As mentioned above, small blisters on the feet, fingers and palms, are the characteristic features of this skin disorder. Such fluid-filled blisters are mostly located on the sides of the fingers and toes. Usually, they develop as small itching bumps that may transform to blisters. In mild cases or acute stages, the blisters may not burst or merge with one another; and may subside without further problems, except a little bit of peeling. In chronic conditions, the blisters break open and merge. The affected skin may crack, peel, crust over, and harden. Severe cases are painful, along with swelling and cracks in the nails. Even secondary infections are common.
Pompholyx is a skin condition that does not have an instant cure. Instead of a single mode of treatment, a combination of different methods is usually adopted, as per the condition of the patient. In other words, a treatment plan is made on the basis of the severity and nature of the condition in individual cases. The following are some of the common methods of treating pompholyx.
- If the health care provider detects an underlying cause, treatment would be aimed at curing the same.
- In case of acute pompholyx, cool compresses are recommended to soothe and dry up the blisters on the feet and hands. Weak solutions of Condy’s crystals (potassium permanganate), aluminum acetate 1% (Burow’s solution), vinegar, etc., are used for this purpose. However, such compresses are not used for those with dry eczema.
- The compresses have to applied for 10 to 15 minutes, three to four times a day. Apart from compresses, rest is also recommended, especially in case of foot pompholyx.

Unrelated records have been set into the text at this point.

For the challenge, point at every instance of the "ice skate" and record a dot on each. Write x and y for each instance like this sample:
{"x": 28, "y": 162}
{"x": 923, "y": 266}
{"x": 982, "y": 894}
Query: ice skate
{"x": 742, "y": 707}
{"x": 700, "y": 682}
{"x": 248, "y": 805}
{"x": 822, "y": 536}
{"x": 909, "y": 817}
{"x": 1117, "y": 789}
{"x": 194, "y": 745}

- If the blisters are very large, treatment may include draining of the blisters with needles. Antibiotics are also used for treating this condition, if the affected area develops secondary infection.
- In case of acute pompholyx, treatment may sometimes include a short course of oral steroids. For sub-acute and chronic stages, high strength topical steroids are often administered. In some cases, systemic steroids are also prescribed for a short period.
- For chronic pompholyx, PUVA (psoralen plus ultraviolet A) therapy is said to be effective. In such cases, the affected part is subjected to treatment with psoralen solution, before exposing to long-wave ultraviolet light. This is continued for a certain period.
In short, pompholyx is a condition which can recur and cause severe discomfort. So it is highly necessary that you get it treated at the earliest. Follow a regular skin care routine to avoid recurrences. Keep the skin well moisturized and avoid exposure to harsh chemicals and sunlight. Use soft clothes, especially cotton. Avoid scratching the affected area, and always keep the hands and feet clean and dry. Once you identify the triggers, make sure that you avoid them.
Disclaimer: This article is for informational purposes only, and should not be used as a replacement for expert medical advice. Visiting your physician is the safest way to diagnose and treat any health condition.